As their wireless businesses grew, Sprint and Alltel were increasingly likely to adopt positions advantageous to them, a lawyer said, adding that AT&T’s culture could weigh against the company aligning with other wireless carriers. “AT&T still has a lot of senior executives who comes from the regulated business,” he said: “The Washington office and state regulatory offices are filled with people that came up on the wireline side.”
Apple Collaboration Key to Rebranding
AT&T’s marketing campaign and collaboration with Apple, now that Cingular is being rebranded as AT&T Wireless, will determine whether the AT&T Wireless brand works -- not bloggers’ and tech columnists’ belief that Cingular works better with young people, several telecom analysts said. Medley Global Advisors analyst Jessica Zufolo said that if AT&T markets properly, old survey data won’t matter. “Their deal to partner with Apple,” with its sleek products and brand name, “will certainly help” too, she said.

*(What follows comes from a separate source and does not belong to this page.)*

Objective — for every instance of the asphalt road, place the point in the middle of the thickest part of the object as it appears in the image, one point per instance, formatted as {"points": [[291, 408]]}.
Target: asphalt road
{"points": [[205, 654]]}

Donna Jaegers of Janco Partners sees it differently: Cingular brand’s look and feel probably better suits the youth market, and AT&T can keep it as “a fighting brand,” as Sprint does with Boost. Far more important than brand are coverage and a catalog of cool varipriced handsets, she said, agreeing that the Apple link helps AT&T, as a short-term exclusive Razr deal helped Cingular. Ultimately it didn’t make sense for the supercompany to double-advertise, Jaegers said, and it’s worth the cost to consolidate the brand. “They spent $50 million to go to Cingular, they'll spend $50 million plus to go back,” she said.
“I'm sure there will be people in the beginning who'd like it to remain Cingular” analyst Jeff Kagan said: “I got the same questions a year ago with AT&T and SBC.” But that discussion won’t last long, since consumers young and old will be more concerned with service than brand, he said.
AT&T Wireless will be the first major wireless carrier wholly owned by a U.S. Bell. This means obvious synergies and efficiencies -- Zufolo said consolidating management and streamlining the organization were the chief motivation for the merger -- but also technological advantages.
Jaegers said engineers in the newly combined AT&T have told her they're “working really hard” on a broad IMS solution. If well executed and quickly deployed, IMS would defuse a major advantage held by cable carriers by integrating wireless into the home network, she said. It would lure the consumer by lopping off wireless minutes while on the indoor Wi-Fi network, she said, and drastically cut capex for AT&T by eliminating the need for the split cell or pico cells now needed to deploy wireless service indoors.
This isn’t the only bundle-friendly move we're going to see, Kagan said. Comcast is pushing in that direction, both with Sprint and in the spectrum arena, he said, and everyone knows about Verizon’s efforts to consolidate control of its own wireless subsidiary.